<Anchor>



Yesterday (18th) people gathered in front of a bank in Seoul that gives 7% interest on savings accounts for just one day.

As loan interest rates rise, concerns about debt are increasing, but more and more people are worried about how to manage even a small amount of money.



Reporter Kim Jung-woo reports.



<Reporter>



At 8 in the morning, there was an hour left before the bank door opened, but there was already a long line.



The news spreads that they will sell savings accounts with an annual interest rate of 7% for just one day.



[Credit union customer: (When did the line start?) It starts at 7 and 9, but if you come later, you won't be able to stand in line and you will have to wait for an hour or two.

(In the past) it was less than 1%, but 7% is the highest interest rate in modern terms.] The interest on



savings bank deposits has also doubled on average compared to the beginning of the year, and today up to 6% products are available.



For the first time in 10 years, people who have extra money at high interest rates are experiencing growing concerns.



First of all, if you currently have cash, it is better to leave it in a so-called parking passbook, which you can find at any time at a slightly higher interest rate.



This is because, as the base rate rises once more next month, deposit rates are expected to rise to the low 5% range for commercial banks and the mid-6% range for savings banks.
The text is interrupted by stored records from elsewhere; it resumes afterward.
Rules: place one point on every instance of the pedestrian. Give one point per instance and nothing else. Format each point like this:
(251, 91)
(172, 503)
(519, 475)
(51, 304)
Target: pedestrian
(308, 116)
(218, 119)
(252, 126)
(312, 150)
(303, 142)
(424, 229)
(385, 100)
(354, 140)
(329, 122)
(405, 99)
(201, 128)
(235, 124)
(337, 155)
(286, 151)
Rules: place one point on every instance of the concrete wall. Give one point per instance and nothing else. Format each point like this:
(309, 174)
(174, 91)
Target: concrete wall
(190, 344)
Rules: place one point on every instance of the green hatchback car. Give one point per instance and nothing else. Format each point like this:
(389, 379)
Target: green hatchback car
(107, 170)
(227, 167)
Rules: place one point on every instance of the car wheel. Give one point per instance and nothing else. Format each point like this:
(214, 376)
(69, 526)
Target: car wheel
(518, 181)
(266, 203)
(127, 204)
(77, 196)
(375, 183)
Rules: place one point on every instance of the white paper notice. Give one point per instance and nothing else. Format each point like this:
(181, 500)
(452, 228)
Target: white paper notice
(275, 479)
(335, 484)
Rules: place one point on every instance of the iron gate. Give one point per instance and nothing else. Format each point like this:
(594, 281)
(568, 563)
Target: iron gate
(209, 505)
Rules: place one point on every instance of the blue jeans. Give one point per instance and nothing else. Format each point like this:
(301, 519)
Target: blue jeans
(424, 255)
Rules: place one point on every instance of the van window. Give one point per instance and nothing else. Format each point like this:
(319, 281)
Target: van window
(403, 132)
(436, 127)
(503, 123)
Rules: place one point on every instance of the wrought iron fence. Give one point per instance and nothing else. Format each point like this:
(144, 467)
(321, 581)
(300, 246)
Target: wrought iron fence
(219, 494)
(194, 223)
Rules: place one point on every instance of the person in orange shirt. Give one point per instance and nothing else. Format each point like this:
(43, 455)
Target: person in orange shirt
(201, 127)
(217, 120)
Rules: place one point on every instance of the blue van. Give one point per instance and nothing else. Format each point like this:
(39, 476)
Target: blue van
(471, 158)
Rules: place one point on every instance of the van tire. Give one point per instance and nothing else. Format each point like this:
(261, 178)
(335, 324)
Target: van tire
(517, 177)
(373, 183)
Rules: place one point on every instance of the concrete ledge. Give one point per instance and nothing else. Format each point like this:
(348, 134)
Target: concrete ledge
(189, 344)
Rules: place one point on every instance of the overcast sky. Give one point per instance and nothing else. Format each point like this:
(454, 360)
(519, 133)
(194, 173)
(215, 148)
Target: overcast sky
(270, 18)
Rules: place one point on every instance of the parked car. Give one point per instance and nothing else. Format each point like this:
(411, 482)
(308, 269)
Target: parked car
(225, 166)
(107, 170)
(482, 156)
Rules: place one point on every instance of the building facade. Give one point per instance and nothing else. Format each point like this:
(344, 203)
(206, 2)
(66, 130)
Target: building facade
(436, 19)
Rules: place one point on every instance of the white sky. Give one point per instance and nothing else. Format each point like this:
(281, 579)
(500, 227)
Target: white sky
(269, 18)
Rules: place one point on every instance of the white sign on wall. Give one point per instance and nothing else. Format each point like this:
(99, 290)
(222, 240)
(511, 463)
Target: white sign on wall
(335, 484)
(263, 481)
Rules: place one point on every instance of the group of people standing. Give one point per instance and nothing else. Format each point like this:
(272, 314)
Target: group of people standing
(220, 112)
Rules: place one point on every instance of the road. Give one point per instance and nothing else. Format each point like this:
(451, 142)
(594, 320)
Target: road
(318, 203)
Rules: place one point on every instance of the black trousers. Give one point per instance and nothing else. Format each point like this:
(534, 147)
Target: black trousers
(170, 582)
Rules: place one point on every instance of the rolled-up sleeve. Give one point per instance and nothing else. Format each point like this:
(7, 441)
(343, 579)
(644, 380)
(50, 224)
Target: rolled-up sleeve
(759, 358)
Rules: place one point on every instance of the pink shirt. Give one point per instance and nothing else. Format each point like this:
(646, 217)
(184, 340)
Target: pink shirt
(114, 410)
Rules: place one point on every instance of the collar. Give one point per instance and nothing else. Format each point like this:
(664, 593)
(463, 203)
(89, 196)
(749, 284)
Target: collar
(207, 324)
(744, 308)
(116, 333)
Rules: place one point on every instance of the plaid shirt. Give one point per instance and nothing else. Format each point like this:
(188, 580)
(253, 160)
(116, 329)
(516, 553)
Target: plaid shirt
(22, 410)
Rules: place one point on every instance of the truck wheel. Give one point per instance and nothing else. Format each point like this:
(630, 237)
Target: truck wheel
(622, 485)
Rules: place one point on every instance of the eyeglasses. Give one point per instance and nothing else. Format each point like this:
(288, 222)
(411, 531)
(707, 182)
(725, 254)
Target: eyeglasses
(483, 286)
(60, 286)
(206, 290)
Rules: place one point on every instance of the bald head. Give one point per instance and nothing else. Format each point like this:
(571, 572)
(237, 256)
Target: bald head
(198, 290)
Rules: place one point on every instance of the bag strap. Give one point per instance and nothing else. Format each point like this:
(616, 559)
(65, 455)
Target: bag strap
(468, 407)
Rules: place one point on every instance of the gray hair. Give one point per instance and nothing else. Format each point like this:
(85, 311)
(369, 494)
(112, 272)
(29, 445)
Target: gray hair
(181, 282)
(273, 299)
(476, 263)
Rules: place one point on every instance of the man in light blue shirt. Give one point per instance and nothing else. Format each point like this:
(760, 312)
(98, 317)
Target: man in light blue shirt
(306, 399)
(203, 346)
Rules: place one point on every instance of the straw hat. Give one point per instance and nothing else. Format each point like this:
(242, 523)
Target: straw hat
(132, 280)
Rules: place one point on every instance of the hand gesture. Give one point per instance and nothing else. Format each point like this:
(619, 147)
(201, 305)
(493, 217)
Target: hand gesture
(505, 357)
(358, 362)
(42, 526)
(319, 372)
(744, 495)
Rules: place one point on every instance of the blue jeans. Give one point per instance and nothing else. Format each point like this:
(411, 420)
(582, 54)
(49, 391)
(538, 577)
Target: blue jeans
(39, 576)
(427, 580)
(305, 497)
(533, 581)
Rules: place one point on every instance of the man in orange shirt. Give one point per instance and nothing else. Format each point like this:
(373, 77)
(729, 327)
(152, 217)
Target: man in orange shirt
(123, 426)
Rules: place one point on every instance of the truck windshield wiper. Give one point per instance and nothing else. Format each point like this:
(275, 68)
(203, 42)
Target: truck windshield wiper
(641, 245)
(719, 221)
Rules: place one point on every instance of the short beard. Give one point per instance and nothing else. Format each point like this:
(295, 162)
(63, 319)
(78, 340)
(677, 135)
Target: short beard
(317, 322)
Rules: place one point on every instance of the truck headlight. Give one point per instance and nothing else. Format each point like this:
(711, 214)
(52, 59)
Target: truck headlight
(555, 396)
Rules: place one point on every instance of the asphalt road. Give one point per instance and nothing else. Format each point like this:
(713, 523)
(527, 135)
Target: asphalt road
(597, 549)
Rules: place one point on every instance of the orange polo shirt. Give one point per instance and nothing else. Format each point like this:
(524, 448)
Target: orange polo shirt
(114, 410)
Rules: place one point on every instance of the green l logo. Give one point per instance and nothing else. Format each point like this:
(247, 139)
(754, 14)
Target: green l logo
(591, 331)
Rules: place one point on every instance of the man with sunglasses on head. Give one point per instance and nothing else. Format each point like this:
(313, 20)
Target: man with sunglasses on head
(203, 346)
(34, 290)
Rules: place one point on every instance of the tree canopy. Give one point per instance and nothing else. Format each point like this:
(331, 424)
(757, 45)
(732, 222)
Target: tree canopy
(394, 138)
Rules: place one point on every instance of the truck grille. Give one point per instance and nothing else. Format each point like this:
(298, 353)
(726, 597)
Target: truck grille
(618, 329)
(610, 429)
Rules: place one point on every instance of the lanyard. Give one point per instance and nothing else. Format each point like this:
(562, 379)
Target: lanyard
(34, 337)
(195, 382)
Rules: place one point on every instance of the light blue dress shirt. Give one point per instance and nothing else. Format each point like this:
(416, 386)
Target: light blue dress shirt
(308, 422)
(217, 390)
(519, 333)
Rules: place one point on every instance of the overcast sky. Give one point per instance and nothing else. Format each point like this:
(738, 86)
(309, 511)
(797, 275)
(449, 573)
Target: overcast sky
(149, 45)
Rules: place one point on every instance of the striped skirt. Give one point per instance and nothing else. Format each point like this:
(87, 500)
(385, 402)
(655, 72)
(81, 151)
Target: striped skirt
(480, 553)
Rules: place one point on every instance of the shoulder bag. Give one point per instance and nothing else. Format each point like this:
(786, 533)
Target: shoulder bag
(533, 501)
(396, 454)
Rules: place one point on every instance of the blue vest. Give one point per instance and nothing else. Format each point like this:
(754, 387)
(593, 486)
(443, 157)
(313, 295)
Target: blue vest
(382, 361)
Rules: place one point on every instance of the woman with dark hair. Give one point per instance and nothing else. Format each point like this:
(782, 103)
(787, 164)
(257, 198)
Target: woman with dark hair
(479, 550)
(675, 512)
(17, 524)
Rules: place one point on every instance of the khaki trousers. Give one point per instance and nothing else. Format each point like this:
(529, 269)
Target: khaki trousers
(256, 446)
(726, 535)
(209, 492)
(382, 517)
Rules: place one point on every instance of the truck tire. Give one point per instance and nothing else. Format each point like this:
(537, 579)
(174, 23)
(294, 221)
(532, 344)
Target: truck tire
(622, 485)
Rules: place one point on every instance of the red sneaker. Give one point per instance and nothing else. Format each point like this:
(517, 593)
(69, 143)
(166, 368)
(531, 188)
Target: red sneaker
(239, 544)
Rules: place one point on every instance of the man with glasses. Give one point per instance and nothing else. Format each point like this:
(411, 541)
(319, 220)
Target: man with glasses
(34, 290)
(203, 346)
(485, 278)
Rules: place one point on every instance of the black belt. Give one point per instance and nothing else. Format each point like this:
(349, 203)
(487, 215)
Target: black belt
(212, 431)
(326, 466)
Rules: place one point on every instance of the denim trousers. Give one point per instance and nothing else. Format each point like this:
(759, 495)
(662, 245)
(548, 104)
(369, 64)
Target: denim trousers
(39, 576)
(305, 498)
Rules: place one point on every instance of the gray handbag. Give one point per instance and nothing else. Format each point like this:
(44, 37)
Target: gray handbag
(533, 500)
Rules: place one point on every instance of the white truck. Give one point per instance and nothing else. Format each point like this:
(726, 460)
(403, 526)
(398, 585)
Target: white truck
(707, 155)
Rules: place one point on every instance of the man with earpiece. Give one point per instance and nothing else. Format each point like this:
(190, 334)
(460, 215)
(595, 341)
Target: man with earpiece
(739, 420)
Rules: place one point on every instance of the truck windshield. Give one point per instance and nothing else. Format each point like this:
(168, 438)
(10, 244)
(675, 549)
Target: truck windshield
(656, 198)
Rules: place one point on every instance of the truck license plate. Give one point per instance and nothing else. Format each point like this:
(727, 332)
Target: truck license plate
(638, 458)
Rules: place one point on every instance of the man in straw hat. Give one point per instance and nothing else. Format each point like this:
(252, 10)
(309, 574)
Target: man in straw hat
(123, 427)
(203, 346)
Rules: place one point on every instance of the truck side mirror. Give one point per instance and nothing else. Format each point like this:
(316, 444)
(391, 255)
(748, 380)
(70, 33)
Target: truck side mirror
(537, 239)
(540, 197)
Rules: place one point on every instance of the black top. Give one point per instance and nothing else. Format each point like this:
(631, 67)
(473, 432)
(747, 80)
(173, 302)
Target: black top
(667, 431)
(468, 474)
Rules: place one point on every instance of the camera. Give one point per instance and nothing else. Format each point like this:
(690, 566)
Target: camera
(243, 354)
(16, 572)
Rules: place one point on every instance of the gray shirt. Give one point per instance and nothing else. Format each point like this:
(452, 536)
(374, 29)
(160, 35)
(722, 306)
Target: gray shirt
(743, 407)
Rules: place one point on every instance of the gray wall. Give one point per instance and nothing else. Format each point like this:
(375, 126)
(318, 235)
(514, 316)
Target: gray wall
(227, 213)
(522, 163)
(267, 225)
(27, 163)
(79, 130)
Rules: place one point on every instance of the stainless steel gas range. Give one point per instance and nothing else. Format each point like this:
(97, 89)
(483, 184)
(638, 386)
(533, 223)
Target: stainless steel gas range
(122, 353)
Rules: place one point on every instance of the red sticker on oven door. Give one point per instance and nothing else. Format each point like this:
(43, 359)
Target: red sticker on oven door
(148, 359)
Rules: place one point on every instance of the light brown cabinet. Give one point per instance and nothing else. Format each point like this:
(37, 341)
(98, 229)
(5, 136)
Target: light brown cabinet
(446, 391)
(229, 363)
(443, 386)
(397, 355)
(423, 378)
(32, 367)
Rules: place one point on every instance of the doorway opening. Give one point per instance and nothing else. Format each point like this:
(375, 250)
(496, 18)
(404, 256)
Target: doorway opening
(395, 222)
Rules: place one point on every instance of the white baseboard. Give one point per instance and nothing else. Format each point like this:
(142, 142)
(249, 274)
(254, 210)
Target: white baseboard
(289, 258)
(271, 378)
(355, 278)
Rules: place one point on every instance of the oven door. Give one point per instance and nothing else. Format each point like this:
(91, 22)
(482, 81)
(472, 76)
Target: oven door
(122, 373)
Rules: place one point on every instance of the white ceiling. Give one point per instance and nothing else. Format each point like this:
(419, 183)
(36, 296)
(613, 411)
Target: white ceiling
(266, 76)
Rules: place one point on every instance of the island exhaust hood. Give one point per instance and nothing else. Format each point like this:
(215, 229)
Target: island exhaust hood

If you have already signed up for a deposit that is two or three months old, it is better to cancel it.



On the other hand, since most of the savings accounts pay little interest when canceled mid-term, it may be better to maintain them.



If it is difficult to cancel, such as subscription savings, you need to find out about a deposit-backed loan.



You can borrow money using your deposit as collateral, and the interest rate is in the low 3% range, so if you reinvest it in a savings bank that gives an interest rate of 6% at the end, you can get an additional 2% point or more in interest.